La prostitution

Je cherchais à me faire du mal

La sexualité a été découverte par l’inceste, les images pornos, les films pornos…

Après l’inceste, le sexe était une vraie obsession. C’était hallucinant. Je ne pensais qu’à ça, constamment, à chaque minute…

Petit, lorsque j’étais à la garde de ma mère, je l’ai souvent vue et entendue avoir des relations sexuelles avec ses divers amants.

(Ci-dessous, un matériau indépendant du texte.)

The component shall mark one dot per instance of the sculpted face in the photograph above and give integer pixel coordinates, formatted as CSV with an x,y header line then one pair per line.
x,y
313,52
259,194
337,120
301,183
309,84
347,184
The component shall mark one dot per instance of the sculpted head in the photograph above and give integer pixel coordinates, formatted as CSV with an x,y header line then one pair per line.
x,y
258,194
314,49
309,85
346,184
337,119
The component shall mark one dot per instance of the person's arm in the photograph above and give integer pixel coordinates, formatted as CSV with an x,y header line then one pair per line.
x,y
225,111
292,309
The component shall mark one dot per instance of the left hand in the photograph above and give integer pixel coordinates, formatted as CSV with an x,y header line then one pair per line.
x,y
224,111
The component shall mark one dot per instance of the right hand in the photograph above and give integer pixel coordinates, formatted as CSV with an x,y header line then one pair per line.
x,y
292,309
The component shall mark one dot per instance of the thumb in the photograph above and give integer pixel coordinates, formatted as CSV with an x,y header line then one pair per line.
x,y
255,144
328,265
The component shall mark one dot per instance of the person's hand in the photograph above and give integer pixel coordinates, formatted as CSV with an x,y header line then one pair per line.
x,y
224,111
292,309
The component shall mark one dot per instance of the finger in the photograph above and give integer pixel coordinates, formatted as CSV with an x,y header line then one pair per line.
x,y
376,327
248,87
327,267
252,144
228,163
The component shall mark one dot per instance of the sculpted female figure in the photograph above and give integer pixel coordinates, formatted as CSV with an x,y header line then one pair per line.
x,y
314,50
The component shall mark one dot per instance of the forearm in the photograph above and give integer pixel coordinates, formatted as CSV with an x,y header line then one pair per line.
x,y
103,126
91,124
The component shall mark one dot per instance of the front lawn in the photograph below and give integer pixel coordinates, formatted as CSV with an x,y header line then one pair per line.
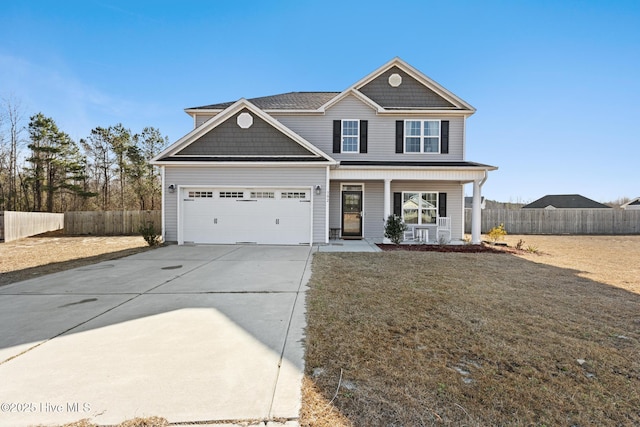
x,y
411,339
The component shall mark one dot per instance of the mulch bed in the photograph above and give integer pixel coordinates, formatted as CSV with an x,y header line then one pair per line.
x,y
444,248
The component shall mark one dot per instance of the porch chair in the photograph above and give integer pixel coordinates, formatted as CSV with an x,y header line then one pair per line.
x,y
409,235
444,224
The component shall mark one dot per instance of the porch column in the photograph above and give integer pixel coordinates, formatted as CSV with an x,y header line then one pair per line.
x,y
386,205
476,214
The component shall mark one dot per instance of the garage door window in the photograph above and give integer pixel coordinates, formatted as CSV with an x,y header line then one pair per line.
x,y
200,194
262,194
294,195
231,194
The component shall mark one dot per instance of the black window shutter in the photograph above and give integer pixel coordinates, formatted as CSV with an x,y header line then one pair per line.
x,y
397,204
337,135
399,136
444,136
364,134
442,204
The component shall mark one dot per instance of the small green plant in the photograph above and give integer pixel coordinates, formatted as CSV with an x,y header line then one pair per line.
x,y
497,233
150,234
394,229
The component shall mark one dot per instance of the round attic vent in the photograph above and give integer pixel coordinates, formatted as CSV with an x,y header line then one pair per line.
x,y
245,120
395,80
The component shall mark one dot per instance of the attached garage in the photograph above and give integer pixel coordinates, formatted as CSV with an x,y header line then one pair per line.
x,y
230,215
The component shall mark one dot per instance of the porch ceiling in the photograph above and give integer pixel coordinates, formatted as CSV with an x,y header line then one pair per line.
x,y
462,174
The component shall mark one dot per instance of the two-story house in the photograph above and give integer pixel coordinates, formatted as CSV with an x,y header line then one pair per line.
x,y
304,167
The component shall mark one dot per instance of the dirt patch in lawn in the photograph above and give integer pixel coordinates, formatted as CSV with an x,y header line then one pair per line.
x,y
35,256
547,337
469,249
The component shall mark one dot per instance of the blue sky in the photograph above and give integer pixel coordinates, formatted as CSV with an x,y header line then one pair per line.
x,y
556,83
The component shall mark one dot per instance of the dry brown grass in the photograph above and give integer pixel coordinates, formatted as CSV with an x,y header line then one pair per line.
x,y
476,339
34,256
136,422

Quand arriva la cinquième, la cata. Je commençai à avoir des désirs sexuels. Avec ce que j’ai vécu, je ne savais pas vers quoi m’orienter. Le pensionnat n’étant pas mixte. Il y eu quelques attouchements avec des camarades de classes. Je savais que ce n’était pas normal. Je me posais constamment cette question, pourquoi ? Cela me taraudait continuellement. J’étais un masturbateur compulsif. Constamment, il fallait que je le fasse et partout. Comme un chien. Le fils de ma belle-mère revenait de temps à autre. Il continuait à s’exhiber nu. J’essayais de faire en sorte de ne pas le voir.

La première fois que je fis l’amour avec une femme fut assez déplaisante. Elle avait un parfum assez écœurant. En plus, avec mon problème de phimosis, ce n’était pas facile de garder une érection prolongée. Avec un collègue je suis allé voir une prostituée sur Paris. Je me rappel que c’était une grosse dondon horrible qui devait avoir l’âge de ma mère…

Je cherchais à me faire du mal. Je peux dire que je baisais avec tout ce qui bouge. Il fallait que pour les hommes j’ai une image de quelqu’un de plus âgé voir d’aspect malsain d’où la prostitution et pour les femmes peu importe… Je n’avais pas de profil. J’ai couché avec des mères de copains enfin bon… N’importe quoi… Quand j’allais mal. J’avais constamment des pulsions. Il fallait que j’assouvisse cet état par tous les moyens. Je me suis retrouvé dans des endroits super glauques…

Je ne vivais que dans les tourments du sexe et toujours être un masturbateur compulsif.

J’ai eu besoin d’argent pendant un moment. C’est là que je me prostitua via les serveurs téléphonique gay et bisex. Je le faisais sans aucune protection ne comptant que sur la bonne parole des gens. Je privilégiais ceux qui me violentaient. Je savais que c’était mal. Mais c’était une envie irrésistible. Comme une pulsion qu’il faut rassasier. Et en même temps la subir…Se recréer victime. Je voulais me détruire par la petite porte…

Mais une fois ce désir épuisé, c’est l’angoisse qui revient. La culpabilité, les remords, les « pourquoi » ; envie d’hurler « help » mais au final savoir que personne n’est là pour t’entendre.

Je restai seul dans l’appartement de ma mère pendant des semaines. Elle n’était pas là. De temps en temps un ami de mon âge venait et notre passe-temps était de se tripoter.

Un peu plus tard, je repris mes études là où je les avais arrêtées. J’ai eu beaucoup de petites amies. Dont une avec qui je suis resté un an. Mon orientation sexuelle s’affirmait un peu plus. Bisexuel à tendance hétéro mais toujours tributaire de mes pulsions que j’assouvissais par la prostitution. D’ailleurs, pendant ces moments-là, je n’embrassais pas. Je détestais cela. Il faut savoir que ces pulsions arrivaient uniquement quand je déprimais. Je sentais un besoin irrémédiable de me dévaloriser.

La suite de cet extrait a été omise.